(For previous posts on the accident, go here and here.)
Particle physics scientists at J-PARC are trying to show they are not like nuclear scientists (or nuclear plant operators) and released the result of analysis for gamma nuclides using the germanium semiconductor detector on the night of May 23, 2013, the day of the accident.
No mention of tritium, which is beta nuclide.
From the scanned images of the report on paper, published on May 25, 2013:
Hg (mercury) 197: half life 2.706 days
K (potassium) 43: half life 0.9294 day
Au (gold) 198: half life 2.695174 days
Hg (mercury) 195: half life 10.5306 hours
Na (sodium) 24: half life 14.9589 hours
There are numerous spikes indicating other radionuclides. But since it is a scanned image, I can't read the tiny print clearly.
The report also says the external radiation exposure was 0.1 millisievert (max). Almost all radiation exposure for the researchers, therefore, was from internal exposure as they inhaled the air inside the facility without realizing the gold used as target had been partially vaporized and radioactive materials, instead of staying inside the metal, were released in the air.

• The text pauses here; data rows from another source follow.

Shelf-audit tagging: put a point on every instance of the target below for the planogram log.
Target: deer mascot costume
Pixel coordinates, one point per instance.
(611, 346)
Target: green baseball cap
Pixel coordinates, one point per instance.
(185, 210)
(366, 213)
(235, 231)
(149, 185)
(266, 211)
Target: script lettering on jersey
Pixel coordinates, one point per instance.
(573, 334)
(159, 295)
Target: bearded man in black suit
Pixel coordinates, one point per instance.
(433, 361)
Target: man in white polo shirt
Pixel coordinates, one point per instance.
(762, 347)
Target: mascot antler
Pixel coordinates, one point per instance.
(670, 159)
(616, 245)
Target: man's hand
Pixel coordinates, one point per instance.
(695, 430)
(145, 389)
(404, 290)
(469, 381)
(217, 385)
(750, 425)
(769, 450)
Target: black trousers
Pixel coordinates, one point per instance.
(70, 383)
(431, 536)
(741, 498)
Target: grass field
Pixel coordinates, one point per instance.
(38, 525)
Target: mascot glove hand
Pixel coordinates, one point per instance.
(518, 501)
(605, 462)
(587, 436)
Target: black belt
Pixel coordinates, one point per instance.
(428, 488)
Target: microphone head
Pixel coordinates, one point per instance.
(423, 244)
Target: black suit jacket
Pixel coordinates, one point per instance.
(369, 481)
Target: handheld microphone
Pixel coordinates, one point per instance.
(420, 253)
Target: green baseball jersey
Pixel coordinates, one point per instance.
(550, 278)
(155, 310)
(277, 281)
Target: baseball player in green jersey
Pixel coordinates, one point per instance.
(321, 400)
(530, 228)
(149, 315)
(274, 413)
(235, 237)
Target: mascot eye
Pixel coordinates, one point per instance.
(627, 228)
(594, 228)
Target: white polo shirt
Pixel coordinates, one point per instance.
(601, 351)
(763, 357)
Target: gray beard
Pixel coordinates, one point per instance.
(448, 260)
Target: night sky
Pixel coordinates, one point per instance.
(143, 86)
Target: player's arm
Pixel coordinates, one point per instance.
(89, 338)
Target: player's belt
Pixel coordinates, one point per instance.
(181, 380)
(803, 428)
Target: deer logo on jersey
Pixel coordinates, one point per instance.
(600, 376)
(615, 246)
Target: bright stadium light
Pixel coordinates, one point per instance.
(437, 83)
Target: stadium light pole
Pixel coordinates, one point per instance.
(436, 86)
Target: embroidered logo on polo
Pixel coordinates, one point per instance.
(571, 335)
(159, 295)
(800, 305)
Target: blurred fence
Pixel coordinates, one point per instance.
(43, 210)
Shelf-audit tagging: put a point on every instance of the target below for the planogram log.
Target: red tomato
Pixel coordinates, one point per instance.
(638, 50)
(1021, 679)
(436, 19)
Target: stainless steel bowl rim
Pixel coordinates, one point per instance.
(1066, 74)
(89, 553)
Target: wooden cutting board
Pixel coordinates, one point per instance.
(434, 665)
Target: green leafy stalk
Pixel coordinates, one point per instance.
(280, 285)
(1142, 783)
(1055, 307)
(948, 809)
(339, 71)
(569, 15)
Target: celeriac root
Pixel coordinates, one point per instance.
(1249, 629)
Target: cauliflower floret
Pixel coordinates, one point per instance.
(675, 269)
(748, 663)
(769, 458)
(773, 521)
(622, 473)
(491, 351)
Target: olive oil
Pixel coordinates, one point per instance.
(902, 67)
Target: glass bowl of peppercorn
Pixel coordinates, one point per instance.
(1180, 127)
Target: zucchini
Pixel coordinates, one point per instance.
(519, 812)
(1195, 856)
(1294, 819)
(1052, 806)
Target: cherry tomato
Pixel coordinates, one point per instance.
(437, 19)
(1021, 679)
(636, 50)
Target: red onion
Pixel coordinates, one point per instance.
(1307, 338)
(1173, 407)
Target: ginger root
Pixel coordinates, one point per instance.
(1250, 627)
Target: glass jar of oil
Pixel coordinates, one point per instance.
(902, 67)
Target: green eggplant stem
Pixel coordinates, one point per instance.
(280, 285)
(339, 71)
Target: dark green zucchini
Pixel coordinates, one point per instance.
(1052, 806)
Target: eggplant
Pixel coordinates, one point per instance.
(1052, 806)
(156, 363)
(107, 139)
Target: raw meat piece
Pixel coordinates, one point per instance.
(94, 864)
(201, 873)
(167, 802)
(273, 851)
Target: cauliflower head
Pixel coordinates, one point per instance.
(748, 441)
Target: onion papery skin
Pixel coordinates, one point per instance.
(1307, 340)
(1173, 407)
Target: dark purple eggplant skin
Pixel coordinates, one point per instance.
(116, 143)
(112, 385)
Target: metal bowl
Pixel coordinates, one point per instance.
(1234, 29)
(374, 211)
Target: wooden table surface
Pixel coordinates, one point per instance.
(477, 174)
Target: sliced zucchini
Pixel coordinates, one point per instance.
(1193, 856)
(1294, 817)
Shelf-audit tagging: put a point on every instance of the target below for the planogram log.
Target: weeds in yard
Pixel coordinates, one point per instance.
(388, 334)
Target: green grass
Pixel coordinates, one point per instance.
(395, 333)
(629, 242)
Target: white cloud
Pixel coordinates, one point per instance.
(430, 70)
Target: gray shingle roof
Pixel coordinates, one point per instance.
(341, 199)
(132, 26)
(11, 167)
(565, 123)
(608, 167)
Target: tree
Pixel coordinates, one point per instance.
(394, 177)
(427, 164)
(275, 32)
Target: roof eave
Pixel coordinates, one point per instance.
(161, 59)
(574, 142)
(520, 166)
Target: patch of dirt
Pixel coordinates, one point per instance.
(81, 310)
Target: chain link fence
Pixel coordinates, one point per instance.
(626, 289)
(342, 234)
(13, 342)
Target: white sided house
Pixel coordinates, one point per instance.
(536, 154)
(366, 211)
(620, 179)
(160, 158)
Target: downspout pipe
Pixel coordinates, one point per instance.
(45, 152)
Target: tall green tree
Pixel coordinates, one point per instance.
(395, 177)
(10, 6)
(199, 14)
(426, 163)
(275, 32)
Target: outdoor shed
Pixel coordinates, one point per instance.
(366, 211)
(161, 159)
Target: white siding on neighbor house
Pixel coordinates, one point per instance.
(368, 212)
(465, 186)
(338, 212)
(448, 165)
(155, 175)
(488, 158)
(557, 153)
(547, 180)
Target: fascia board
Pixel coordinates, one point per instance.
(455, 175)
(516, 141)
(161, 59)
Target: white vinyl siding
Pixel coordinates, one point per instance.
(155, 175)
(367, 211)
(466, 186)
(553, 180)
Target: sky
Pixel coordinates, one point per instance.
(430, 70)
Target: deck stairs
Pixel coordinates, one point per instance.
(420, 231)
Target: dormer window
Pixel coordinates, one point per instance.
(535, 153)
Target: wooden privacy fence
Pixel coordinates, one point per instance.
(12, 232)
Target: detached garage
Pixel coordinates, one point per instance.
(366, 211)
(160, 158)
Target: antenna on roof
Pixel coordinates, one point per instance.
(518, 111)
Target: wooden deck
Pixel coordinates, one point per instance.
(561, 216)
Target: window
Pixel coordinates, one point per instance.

(English labels are by me)
The accident timeline in the report shows they continued the experiment after the equipment malfunction at 11:55AM, until 4:15PM when they used the survey meter to measure the radiation levels inside the hall. It was between 4 and 6 microsievert/hour, 10 times the normal level.
The ostensible reason for the delay in reporting the accident to authorities was that on May 23 they thought the contamination was only inside the radiation control area. That doesn't quite fly, as they say (in the accident timeline) that the radiation level (gamma) inside the hall dropped when the ventilation fan was used, and rose when they stopped using the fan.
So these particle physics scientists claim they didn't connect the dots at that time, and that they finally decided there had been radioactive materials leak outside the facility when they checked the monitoring post placed outside the facility in the evening of May 24. Another facility inside the J-PARC compound notified the Hadron Facility that their monitoring post showed elevated radiation level on May 23, precisely when the ventilation fan was being used, according to the report.
It looks like a much larger leak than first reported.